At this stage, validation has been performed manually on the running application (development server).
Authentication flows, visibility rules, permission checks, and deletion behavior were tested using different user roles (creator, collaborator, team member, outsider, superuser).
The core complexity of this system lies in enforcing correct visibility and object-level authorization.
The goal of testing is to ensure:
- access rules cannot be bypassed,
- private data is not exposed,
- relational integrity is preserved after deletions.
Goal: Anonymous users must not access protected pages.
Test cases:
- Unauthenticated request to
/redirects to/login/ - Unauthenticated request to
/tasks/:id/redirects to/login/ - Unauthenticated request to
/teams/:id/redirects to/login/
Why it matters:
- prevents unintended public exposure.
Goal: Users should only see tasks they are allowed to see.
Test cases:
- Public task visible to all authenticated users
- Private task visible to:
- creator
- assigned users
- members of assigned teams
- superuser
- Private task NOT visible to unrelated users
Why it matters:
- this is the main privacy guarantee of the system.

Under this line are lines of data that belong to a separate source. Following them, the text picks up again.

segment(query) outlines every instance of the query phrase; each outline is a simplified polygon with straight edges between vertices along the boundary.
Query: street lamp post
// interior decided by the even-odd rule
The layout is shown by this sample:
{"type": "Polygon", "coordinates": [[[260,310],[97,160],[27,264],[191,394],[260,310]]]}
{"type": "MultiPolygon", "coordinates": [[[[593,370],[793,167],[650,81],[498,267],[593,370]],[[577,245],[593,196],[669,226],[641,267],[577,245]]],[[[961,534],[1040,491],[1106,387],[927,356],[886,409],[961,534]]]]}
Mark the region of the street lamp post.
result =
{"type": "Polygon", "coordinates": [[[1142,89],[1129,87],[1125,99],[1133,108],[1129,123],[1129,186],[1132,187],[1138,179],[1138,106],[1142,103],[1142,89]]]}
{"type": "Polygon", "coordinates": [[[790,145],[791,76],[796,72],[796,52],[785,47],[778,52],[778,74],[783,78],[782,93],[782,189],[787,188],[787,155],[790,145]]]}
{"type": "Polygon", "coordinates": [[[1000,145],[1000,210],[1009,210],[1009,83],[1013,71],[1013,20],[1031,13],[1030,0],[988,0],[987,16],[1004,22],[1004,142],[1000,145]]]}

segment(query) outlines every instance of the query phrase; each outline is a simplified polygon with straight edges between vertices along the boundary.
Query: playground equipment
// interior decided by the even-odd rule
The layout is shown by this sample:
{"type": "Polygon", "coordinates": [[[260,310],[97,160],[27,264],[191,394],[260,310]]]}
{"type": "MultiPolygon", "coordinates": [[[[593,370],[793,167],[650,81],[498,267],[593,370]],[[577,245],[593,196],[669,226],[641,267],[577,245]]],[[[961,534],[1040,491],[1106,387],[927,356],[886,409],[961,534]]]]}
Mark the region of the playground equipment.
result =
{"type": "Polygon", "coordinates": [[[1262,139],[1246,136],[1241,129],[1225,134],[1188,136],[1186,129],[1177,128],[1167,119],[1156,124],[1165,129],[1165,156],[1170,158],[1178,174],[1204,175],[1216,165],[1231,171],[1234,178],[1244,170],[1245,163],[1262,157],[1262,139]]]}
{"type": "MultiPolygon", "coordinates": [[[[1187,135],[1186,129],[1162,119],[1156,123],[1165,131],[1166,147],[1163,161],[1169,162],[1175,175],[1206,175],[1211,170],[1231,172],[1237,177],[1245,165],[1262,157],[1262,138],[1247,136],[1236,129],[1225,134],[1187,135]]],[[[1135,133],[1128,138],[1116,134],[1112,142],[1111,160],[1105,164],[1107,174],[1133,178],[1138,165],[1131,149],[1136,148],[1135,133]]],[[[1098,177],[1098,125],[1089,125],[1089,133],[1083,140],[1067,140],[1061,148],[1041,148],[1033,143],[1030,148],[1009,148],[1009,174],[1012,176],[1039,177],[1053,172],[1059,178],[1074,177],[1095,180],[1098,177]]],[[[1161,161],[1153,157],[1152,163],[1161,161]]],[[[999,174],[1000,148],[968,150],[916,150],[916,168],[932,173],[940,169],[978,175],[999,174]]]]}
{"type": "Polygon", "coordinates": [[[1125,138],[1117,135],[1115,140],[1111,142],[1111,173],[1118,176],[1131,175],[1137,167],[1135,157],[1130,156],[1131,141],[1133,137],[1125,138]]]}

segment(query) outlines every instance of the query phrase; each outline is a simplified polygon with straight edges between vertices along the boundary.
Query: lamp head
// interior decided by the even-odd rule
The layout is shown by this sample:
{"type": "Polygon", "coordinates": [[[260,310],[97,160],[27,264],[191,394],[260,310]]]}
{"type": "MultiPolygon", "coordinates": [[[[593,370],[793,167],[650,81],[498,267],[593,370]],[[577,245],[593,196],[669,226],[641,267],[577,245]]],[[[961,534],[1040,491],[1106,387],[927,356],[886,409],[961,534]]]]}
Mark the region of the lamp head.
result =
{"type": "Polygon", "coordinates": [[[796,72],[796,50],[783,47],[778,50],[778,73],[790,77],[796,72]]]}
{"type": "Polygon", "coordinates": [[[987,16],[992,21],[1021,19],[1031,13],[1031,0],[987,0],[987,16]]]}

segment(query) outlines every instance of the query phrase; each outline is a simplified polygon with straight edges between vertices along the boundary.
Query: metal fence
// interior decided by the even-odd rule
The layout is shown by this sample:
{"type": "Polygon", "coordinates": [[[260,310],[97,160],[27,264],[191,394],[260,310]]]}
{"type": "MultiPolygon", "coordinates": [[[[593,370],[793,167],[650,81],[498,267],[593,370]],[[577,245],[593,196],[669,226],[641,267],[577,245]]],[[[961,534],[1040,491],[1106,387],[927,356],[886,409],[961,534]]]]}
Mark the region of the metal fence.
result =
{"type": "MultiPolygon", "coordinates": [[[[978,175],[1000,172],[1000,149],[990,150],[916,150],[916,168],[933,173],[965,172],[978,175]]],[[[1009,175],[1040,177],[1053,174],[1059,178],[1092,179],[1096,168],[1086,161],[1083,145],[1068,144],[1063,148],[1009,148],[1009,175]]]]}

Goal: Users cannot modify or delete objects they do not have rights to.
Task tests:
- Only creator (or superuser) can delete a task
- Only collaborator (creator / assigned / team-member / superuser) can update a task
Team tests:
- Only team members (or superuser) can update/delete a team
User profile tests:
- Only profile owner (or superuser) can update/delete a profile
Why it matters:
- prevents horizontal privilege escalation.

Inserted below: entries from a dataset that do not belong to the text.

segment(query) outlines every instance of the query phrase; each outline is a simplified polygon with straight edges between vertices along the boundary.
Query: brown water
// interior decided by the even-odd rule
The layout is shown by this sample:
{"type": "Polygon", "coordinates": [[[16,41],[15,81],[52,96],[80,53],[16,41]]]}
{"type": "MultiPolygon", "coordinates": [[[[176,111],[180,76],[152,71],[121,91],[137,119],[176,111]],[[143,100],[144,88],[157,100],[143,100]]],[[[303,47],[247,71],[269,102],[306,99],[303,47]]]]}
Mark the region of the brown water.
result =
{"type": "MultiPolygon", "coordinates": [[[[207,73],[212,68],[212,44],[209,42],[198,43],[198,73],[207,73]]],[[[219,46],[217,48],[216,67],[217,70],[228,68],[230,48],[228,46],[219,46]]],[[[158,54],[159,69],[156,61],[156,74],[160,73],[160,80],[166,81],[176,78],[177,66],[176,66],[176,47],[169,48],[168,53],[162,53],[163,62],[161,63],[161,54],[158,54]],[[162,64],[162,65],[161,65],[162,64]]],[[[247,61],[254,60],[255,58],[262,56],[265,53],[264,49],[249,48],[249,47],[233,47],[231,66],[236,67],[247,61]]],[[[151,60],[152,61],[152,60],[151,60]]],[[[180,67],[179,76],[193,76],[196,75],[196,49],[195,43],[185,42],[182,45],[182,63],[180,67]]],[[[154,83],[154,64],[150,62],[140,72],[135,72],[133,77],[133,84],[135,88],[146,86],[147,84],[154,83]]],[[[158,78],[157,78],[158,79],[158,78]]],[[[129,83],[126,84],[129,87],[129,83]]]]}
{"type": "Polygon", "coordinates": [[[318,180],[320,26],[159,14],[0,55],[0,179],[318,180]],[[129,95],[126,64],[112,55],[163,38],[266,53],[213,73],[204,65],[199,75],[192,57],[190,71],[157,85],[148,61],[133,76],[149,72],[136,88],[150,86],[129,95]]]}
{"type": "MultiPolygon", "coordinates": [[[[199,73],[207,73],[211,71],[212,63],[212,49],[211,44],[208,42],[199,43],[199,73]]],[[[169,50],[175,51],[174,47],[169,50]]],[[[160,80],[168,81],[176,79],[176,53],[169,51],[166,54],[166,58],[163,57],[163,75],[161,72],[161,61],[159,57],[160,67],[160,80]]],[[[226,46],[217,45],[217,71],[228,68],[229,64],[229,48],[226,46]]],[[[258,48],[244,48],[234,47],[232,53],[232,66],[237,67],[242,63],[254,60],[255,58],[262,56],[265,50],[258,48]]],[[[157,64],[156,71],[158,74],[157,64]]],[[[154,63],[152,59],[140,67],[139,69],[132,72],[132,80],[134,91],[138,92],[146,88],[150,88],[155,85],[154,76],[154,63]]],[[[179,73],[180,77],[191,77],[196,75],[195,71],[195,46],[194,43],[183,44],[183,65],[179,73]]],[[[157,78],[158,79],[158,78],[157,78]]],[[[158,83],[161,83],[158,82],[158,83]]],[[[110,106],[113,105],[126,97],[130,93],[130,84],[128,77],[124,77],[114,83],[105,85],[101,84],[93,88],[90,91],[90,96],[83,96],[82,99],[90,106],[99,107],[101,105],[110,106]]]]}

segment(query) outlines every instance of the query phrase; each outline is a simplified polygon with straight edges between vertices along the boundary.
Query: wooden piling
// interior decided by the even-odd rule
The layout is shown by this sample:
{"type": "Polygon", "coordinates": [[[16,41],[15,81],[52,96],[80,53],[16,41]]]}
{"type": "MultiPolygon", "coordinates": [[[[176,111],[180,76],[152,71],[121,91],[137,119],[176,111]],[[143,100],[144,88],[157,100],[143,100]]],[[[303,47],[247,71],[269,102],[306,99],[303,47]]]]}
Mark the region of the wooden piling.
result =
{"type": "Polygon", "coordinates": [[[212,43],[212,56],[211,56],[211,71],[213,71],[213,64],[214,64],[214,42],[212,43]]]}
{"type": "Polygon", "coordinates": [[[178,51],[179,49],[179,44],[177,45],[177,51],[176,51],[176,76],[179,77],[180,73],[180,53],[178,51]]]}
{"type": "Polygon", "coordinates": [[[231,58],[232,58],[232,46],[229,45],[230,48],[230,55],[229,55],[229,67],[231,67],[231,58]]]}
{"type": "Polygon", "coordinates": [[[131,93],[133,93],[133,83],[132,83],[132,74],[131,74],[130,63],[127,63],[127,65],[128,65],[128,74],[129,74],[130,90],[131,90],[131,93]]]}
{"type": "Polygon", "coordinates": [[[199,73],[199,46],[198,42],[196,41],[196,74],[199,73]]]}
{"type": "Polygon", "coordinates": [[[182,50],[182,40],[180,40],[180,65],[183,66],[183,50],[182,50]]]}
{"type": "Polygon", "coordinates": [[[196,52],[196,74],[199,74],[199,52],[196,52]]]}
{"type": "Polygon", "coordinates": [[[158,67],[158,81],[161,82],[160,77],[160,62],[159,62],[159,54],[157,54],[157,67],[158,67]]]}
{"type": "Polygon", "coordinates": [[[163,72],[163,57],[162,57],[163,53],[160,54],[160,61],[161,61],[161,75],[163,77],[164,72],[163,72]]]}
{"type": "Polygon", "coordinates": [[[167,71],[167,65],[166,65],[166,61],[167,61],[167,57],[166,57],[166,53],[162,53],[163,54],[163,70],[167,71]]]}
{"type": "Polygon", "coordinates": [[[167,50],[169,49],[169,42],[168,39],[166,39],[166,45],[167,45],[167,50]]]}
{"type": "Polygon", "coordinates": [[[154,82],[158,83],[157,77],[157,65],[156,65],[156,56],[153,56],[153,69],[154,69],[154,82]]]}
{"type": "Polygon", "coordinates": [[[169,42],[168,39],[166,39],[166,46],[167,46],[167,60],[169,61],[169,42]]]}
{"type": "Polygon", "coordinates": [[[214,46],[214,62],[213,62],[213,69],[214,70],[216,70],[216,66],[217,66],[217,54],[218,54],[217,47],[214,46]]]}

Goal: Only authorized users can create subtasks under a task.
Test cases:
- Authorized collaborator can create subtask via
/tasks/:id/add-sub-task - Unauthorized user receives rejection (no creation)
Why it matters:
- subtasks inherit the parent task’s permission surface.
Goal: Deleting an entity clears many-to-many relations to prevent dangling relations.
Test cases:
- Deleting a user clears user↔tasks and user↔teams relationships
- Deleting a team clears team↔tasks relationships
- Deleting a task clears task↔users and task↔teams relationships
Why it matters:
- ensures consistent database state even if deletion occurs from admin panel or shell.
At the moment, automated tests are not implemented.
However, the system’s architecture and documentation are designed to make permission rules explicit and testable, and the test plan above outlines the intended validation strategy.